Bu tutku alanını geliştirmek niyet ve bilinç gerektirir. Onu zarardan kurtarmak sabır gerektirir. Ancak bu ilkeleri birleştirip tutku alanını ateşlediğinizde, ilişkiniz çevrenizdeki topluluk için bir dönüşüm feneri haline gelir. Tanrı'ya bağlanan tek bir beyin ve beden güçlüdür; iki veya daha fazlasının birbirine bağlanması ve evrenin birlikte yaratıcı dansına katılması durdurulamaz. İlahi ilişkiyi birlikte yaratarak cenneti yeryüzüne getiriyoruz.
408
bu kitaptaki sırları kullanın ve
tutku bir ömür sürebilir!
İnsan aşk ilişkileri şimdiye kadar keşfedilen büyüme ve dönüşüm için en verimli zeminler arasındadır. Aynı zamanda zorluk, hayal kırıklığı ve acıyla dolu olan bu olaylar bizim için projeksiyonlarımızı, bağımlılıklarımızı ve yaralarımızı dramatize eder ve ilişkilerin bilinçli kullanımı ruhsal ve psikolojik dönüşüme giden hızlı bir yol olabilir.
Cinsiyet ve Ruhun Evliliği'nde neslimizin en kışkırtıcı ve taze seslerinden kırk yedisi, ilişkileri bir keder ve sınırlama kaynağı olmaktan çıkarıp, benliği ve ötekini kutlamaya dönüştürmenin anahtarlarını bize veriyor. Spiritüel öğretmenlerin, psikiyatristlerin, antropologların, eğitimcilerin, terapistlerin, koçların, yazarların ve sanatçıların en güçlü bilgeliklerini bir araya getiren bu çığır açan antoloji, hem maneviyatı hem de cinselliği dönüştürmenin kapısını oluşturan vizyonları ve fikirleri sunuyor. Bu tür teknikleri kullanarak uzun vadeli ilişkiler bile tutku, heyecan, keşif ve hayranlıkla dolu olabilir.
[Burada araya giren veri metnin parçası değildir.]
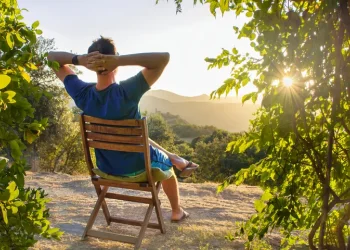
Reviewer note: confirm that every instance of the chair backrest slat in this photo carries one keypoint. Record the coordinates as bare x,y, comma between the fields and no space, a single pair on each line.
122,135
114,138
126,123
113,130
116,146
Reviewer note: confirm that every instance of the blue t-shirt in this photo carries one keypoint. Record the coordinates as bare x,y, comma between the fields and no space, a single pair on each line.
116,102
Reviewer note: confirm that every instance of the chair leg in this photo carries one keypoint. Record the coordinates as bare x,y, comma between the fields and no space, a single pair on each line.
144,226
158,209
95,211
104,205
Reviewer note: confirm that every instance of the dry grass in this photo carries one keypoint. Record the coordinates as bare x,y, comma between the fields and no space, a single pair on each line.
212,215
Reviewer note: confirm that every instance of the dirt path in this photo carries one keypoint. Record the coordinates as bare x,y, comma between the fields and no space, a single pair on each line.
212,215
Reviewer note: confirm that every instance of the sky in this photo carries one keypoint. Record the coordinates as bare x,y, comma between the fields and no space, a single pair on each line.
139,26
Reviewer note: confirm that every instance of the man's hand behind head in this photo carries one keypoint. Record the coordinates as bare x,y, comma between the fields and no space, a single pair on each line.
103,64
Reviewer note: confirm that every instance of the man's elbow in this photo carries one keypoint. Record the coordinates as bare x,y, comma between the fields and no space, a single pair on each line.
50,56
166,56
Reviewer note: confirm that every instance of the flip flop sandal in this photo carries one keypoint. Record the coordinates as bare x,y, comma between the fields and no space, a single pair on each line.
187,171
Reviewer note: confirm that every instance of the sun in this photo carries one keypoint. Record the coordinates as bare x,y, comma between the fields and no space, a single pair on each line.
287,81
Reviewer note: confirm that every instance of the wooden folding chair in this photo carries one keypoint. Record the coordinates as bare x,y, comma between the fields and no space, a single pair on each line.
127,136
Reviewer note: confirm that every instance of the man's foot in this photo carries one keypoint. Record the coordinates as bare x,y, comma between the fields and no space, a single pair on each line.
178,217
188,170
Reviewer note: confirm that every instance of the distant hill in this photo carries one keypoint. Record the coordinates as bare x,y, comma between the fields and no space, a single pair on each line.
172,97
232,117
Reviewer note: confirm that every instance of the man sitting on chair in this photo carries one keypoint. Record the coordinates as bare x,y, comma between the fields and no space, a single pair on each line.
108,100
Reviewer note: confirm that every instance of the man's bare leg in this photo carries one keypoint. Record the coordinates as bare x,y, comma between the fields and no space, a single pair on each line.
170,186
171,189
177,161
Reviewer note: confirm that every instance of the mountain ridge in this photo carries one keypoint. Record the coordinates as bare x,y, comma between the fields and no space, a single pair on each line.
233,117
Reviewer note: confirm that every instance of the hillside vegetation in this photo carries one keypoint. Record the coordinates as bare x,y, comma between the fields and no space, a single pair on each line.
230,116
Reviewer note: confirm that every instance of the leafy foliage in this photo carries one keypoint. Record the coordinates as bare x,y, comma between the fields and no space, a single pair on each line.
23,210
304,128
59,147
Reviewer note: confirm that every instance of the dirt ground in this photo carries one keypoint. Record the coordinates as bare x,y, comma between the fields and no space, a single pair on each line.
212,216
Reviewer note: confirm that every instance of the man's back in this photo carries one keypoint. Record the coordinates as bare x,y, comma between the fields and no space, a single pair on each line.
116,102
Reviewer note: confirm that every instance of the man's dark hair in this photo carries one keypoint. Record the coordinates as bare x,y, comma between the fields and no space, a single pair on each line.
104,46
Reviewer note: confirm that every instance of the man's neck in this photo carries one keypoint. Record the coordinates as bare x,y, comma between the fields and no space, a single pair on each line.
104,81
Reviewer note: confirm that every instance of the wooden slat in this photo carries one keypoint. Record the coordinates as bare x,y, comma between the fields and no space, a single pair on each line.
116,146
144,226
129,198
114,138
111,236
133,222
111,183
131,123
113,130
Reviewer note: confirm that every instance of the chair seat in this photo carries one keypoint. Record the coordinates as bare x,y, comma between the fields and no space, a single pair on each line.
157,174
Pratik stratejilerin ve çığır açan içgörülerin bu güçlü koleksiyonu, ilişki deneyiminizi tamamen bir neşe, ilham kaynağına ve ruhsal ve duygusal yolculuğunuz için yakıta dönüştürme potansiyeli sunuyor.
Not: Bazen Büyük Dosyaları tarayıcı açmayabilir...İndirerek okumaya Çalışınız.